Step 4. Compare the responses of the two prompts

First, we define a helper function to take a question and use both prompts to respond to the question. The function will display the question and then display the response from the normal prompt, without CoT followed by the step-by-step response from the chain-of-thought reasoning prompt.

def question(question: str) -> None:

print("==== Question ====")

print(wrap_text(question, indent=" "))



print("==== Normal prompt response ====")

output = chain.invoke({"input": question})

print(wrap_text(output, indent=" "))



print("

==== Reasoning prompt response ====")

reasoning_output = reasoning_chain.invoke({"input": question})

print(wrap_text(reasoning_output, indent=" "))
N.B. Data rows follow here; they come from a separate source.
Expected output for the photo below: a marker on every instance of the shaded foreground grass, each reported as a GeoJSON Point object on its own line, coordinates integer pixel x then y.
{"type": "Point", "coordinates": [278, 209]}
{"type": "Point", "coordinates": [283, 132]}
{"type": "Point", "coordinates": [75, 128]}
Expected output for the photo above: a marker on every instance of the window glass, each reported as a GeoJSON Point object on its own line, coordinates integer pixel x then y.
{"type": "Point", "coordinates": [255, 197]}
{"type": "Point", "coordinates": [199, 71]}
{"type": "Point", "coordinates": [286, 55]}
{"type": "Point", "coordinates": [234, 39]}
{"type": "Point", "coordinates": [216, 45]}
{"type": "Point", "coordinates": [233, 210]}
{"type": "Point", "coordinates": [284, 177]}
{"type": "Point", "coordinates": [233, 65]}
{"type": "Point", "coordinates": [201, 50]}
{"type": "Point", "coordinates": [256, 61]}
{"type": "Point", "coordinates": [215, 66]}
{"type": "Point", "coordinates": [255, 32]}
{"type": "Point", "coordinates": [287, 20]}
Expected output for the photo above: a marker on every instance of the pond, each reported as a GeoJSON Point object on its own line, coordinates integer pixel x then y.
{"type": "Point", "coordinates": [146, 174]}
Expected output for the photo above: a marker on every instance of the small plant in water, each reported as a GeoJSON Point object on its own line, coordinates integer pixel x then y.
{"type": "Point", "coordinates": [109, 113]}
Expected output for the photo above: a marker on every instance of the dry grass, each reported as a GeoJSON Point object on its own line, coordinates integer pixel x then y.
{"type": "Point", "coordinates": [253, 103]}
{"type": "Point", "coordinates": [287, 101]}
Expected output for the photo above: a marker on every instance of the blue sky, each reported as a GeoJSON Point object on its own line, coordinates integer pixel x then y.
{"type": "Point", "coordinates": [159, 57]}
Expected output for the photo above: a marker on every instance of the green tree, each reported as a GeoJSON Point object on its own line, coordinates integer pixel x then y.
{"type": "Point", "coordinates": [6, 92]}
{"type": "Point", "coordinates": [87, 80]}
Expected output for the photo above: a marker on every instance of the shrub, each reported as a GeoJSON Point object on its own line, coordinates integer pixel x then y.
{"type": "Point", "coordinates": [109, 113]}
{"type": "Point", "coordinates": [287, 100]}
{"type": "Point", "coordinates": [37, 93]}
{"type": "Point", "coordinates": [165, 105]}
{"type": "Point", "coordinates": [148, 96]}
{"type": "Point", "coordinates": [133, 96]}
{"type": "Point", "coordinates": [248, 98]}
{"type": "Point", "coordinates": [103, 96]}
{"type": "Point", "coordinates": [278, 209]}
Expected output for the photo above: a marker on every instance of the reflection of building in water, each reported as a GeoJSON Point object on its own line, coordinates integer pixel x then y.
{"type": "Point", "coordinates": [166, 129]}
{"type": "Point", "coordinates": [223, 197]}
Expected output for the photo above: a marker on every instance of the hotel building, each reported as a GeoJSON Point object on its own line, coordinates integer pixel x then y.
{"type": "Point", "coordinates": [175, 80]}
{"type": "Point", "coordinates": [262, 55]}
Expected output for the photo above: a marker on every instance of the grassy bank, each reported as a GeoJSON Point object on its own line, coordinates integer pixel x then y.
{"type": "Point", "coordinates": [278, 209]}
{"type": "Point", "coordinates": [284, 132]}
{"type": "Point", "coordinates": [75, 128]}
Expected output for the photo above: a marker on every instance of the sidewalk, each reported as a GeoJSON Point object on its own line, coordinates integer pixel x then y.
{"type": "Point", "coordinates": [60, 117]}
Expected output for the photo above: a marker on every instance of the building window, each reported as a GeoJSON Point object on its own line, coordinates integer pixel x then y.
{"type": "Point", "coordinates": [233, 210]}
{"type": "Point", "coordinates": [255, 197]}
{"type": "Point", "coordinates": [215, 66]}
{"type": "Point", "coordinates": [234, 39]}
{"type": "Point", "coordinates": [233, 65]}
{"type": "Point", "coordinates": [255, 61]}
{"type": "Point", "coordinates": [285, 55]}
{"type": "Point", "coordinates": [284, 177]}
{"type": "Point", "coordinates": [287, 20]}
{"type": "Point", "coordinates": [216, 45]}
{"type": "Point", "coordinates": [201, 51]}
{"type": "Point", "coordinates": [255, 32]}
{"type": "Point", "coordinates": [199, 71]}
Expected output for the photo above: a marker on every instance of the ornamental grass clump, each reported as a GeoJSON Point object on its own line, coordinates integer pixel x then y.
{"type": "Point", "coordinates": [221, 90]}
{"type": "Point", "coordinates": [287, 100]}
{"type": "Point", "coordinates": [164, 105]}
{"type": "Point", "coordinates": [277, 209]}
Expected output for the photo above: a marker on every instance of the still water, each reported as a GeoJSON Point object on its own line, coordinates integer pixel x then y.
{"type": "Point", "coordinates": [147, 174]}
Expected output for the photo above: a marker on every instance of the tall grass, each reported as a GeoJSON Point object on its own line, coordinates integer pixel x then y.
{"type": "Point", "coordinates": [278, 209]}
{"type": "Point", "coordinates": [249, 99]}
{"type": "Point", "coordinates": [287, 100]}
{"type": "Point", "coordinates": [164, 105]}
Step 5. Chain of thoughts reasoning use cases

In this example, chain of thought prompting supports logical problem-solving by having the model summarize the given relationships before analyzing them in detail. This helps ensure that each part of the problem is clearly understood and leads to an accurate conclusion.

question("""\

Sally is a girl and has 3 brothers.

Each brother has 2 sisters.

How many sisters does Sally have?\

""")

The following example demonstrates how chain of thought prompting helps large language models handle basic decision-making and comparison-based problem-solving. This capacity makes the model's reasoning abilities and reasoning paths more transparent and accurate, turning a simple question into a short exercise in decision making.

question("""\

Which of the following items weigh more: a pound of water, two pounds of bricks, a pound of feathers, or three pounds of air?\

""")

This next example highlights how chain of thought prompting allows large language models to work through basic numerical comparisons with greater clarity. By encouraging step-by-step reasoning, even simple math-based questions become transparent exercises in evaluating magnitude and numerical relationships.

question("""\

Which one is greater, 9.11 or 9.9?\

""")

Building on the previous example of comparing decimal numbers, this question explores how the context of versioning can change the interpretation of similar-looking values. Chain of thought prompting helps clarify the subtle difference between numerical and version-based comparisons, guiding the model to apply reasoning that's sensitive to real-world conventions.

question("""\

Which version number is greater, 9.11 or 9.9?\

""")

Continuing the exploration of version comparisons, this example introduces Maven versioning and the impact of prerelease identifiers such as -rc1 (release candidate). Chain of thought prompting allows the model to navigate domain-specific rules—such as semantic version precedence—making it easier to reason about which version is considered "greater" in practical software versioning contexts.

question("""\

Which Maven version number is greater, 9.9-rc1 or 9.9?\

""")

Chain of thought prompting helps models solve math word problems by breaking them down into clear, step-by-step reasoning. Instead of jumping to the final answer, the model explains how quantities and percentages relate, mimicking the logical reasoning of how a student might work through a mixture problem logically.

question("""\

You have 10 liters of a 30% acid solution.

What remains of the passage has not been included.